L’agriculture, aussi victime des pollutions

On a souvent tendance à associer agriculture productiviste et rendement économique. En réalité,  l’agriculture intensive produit également des pollutions qui la menacent directement.

pollution de l'eau et agricultureAu cours d’un colloque organisé à la chambre d’agriculteurs en Alsace,  le directeur de l’Association pour la surveillance et la protection de l’air en Alsace, a ébauché un chiffrage économique des pertes engendrées par leurs propres pollutions.

Rapporté par le journal L’Alsace, il a estimé que les polluants générés par les agriculteurs (ozone, dioxyde de soufre, particules fines) engendraient des pertes qui s’élèvent à près de 800 millions d’euros pour les agriculteurs. « Pour les espèces les plus sensibles, les rendements peuvent chuter de 20 % » expliquait Joseph Kleinpeter, le directeur de l’Aspa.

Même si les agriculteurs ne sont pas les seuls responsables de la pollution, leur contribution reste majeure : ils émettent 30% des particules fines (type PM10) en Alsace, ainsi que 97% des émissions de méthane et d’ammoniac. Des pollutions qui nourrissent également le réchauffement climatique.  

Car au delà des pollutions directes, c’est bien le dérèglement climatique qui pourrait sérieusement menacer notre agriculture, voire notre chaîne alimentaire.

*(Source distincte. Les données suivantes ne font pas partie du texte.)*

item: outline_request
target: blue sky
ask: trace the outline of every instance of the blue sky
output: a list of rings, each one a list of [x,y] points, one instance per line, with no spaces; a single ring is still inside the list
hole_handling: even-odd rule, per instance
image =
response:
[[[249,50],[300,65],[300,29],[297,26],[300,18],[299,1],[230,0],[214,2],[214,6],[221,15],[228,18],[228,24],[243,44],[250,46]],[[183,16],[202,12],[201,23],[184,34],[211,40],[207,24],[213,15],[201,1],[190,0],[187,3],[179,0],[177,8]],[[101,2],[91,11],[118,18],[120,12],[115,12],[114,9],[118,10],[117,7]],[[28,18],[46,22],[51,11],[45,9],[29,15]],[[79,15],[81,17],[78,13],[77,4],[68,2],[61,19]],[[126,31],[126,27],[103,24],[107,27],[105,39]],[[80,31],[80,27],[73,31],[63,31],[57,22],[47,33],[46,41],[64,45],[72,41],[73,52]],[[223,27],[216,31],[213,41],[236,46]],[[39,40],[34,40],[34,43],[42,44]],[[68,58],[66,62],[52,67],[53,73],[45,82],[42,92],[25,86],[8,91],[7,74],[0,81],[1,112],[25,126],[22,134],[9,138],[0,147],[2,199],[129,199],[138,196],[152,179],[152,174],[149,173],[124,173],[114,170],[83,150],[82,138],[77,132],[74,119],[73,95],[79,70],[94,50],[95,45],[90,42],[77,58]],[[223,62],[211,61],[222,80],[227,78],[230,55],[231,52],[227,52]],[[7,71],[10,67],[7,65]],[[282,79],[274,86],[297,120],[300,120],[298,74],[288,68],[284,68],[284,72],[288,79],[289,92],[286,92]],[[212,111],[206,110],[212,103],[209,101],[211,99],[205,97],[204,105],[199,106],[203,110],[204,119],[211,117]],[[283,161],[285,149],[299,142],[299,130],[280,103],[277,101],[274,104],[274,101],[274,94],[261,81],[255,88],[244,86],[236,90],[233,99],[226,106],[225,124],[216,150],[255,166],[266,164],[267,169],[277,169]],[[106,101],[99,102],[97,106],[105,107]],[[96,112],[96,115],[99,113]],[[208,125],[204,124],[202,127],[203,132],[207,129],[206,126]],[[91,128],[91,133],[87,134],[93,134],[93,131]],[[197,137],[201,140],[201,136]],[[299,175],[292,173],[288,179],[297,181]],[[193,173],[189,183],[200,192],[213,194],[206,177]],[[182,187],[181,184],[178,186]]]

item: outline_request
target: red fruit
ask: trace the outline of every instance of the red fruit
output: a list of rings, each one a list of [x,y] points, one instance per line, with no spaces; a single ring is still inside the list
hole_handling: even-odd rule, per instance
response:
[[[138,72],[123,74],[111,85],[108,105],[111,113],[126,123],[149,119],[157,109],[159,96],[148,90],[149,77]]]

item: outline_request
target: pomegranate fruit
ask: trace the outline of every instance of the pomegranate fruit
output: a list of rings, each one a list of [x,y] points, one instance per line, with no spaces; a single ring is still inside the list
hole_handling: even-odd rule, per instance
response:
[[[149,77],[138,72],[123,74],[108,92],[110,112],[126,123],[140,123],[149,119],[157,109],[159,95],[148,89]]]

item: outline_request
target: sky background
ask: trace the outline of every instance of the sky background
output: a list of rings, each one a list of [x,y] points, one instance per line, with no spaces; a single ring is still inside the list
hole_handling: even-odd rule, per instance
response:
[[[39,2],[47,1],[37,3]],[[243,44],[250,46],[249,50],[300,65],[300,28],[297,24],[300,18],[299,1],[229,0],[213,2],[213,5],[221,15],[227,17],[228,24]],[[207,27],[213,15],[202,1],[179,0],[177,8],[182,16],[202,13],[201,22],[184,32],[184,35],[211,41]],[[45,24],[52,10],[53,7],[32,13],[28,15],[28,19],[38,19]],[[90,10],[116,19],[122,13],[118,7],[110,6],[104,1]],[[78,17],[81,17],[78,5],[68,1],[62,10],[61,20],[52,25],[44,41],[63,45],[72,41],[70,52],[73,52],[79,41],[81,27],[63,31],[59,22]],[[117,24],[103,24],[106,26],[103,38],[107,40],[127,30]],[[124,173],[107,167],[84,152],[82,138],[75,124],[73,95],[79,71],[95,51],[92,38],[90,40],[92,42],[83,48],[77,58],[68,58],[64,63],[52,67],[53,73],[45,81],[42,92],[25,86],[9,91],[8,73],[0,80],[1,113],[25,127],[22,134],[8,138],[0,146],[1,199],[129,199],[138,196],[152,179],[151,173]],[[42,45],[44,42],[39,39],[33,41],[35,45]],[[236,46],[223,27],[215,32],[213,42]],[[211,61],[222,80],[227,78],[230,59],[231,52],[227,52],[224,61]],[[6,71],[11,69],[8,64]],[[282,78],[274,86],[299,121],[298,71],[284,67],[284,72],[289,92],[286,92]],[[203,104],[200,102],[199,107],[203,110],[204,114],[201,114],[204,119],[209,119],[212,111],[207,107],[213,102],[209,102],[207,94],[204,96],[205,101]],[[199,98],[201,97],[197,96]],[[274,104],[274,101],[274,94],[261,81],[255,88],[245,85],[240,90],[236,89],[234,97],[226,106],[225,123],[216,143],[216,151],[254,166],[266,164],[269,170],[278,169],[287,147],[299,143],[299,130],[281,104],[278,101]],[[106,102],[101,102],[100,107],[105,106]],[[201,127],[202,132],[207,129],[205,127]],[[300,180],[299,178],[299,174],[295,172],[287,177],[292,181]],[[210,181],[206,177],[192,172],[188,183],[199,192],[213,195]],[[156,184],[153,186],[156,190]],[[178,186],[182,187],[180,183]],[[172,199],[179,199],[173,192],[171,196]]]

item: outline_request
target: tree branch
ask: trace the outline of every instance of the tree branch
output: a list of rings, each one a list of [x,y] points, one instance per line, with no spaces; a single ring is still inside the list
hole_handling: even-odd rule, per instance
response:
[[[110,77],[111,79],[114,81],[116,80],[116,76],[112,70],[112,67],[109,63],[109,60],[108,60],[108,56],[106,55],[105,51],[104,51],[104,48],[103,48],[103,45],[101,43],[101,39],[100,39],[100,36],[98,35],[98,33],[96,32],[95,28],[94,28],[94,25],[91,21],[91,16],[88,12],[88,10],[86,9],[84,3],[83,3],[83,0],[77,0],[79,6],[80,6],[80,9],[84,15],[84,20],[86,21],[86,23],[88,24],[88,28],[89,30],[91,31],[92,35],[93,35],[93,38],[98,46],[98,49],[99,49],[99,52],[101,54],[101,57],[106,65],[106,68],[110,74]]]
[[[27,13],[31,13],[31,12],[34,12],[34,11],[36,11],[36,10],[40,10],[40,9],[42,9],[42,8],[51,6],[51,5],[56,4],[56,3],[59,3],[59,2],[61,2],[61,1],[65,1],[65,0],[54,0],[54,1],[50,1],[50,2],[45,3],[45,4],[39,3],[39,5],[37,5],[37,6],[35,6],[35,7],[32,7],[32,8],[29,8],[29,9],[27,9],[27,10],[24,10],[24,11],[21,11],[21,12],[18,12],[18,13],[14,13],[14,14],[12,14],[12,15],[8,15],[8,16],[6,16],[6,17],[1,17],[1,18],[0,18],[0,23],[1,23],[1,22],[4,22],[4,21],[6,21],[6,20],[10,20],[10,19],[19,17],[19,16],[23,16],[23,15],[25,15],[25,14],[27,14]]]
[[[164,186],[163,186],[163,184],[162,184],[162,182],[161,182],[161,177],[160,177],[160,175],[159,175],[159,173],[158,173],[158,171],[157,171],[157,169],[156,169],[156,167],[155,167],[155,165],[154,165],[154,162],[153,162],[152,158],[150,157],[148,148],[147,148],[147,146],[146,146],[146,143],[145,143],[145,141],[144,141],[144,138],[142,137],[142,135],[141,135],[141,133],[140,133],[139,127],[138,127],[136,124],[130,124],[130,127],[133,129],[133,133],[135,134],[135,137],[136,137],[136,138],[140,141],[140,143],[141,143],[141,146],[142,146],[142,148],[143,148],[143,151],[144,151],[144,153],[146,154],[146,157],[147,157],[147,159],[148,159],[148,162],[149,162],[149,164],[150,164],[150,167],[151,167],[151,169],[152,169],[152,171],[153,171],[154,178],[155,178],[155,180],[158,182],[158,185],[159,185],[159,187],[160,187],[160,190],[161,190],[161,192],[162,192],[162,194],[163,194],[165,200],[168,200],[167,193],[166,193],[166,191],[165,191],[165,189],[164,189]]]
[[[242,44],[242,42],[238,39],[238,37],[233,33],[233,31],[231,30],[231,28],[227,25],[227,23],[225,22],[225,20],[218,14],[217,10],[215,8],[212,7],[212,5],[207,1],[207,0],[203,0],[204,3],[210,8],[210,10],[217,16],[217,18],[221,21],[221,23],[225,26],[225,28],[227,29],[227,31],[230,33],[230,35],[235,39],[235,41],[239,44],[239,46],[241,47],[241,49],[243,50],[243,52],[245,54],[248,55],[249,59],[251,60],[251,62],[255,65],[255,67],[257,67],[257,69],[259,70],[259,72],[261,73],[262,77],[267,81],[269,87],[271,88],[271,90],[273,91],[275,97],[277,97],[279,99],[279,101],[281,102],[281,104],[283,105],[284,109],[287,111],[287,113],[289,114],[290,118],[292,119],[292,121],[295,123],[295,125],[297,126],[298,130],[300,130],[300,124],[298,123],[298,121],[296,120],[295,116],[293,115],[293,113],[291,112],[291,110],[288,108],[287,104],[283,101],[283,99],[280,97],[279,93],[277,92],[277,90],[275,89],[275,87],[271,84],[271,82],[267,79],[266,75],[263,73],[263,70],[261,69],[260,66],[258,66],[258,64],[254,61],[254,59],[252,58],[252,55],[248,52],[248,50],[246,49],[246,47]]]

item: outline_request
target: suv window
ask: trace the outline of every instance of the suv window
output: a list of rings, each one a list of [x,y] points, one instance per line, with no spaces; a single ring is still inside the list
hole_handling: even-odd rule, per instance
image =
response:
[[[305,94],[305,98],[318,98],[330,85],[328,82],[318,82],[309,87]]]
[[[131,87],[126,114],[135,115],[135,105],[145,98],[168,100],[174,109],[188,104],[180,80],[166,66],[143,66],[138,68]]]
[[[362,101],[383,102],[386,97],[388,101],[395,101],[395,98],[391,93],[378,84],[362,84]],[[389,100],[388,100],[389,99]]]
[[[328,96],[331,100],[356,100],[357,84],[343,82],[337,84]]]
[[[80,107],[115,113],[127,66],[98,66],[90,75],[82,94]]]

Un rapport d’une ONG basée en Argentine, prévoyait ainsi qu’une hausse de 2,4 degrés de la température du globe, diminuerait de 10% les rendements des cultures de blé en France, en Italie et en Espagne. On estime qu’une telle hausse de la température se profile d’ici 2050.

Un autre facteur, souvent oublié,  concerne la dégradation des sols liés à l’usage de phytosanitaires. A force d’abuser des pesticides, on  a presqu’oublié que les insectes ne sont pas tous des parasites créés pour endommager les cultures. Il existe de nombreuses espèces d’insectes massivement détruites par les pesticides, alors qu’elles jouent un naturellement rôle essentiel dans la fertilité des terres, comme le rappelle un très bon article du Monde. Ainsi des papillons, dont la population a diminué de moitié en 20 ans ou des abeilles,  dont le déclin ont atteint 17% et 22% en 2010 et 2011. Or ces espèces jouent un rôle de pollinisation majeur pour l’écosystème.

Même scénario pour les lombrics ou une les invertébrés terrestres, voire même pour les microbes, qui nourrissent la formation des sols et le cycle des nutriments.

Sous prétexte d’augmenter les rendements, les produits phytosanitaires anéantissent massivement des espèces essentielles pour la fertilité des terres. Des services écologiques que ces espèces rendaient gratuitement, contrairement aux vendeurs d’engrais et de pesticides.

En résume, entre appauvrissement,  contamination des sols et réchauffement climatique, l’agriculture est en train de creuser son propre tombeau.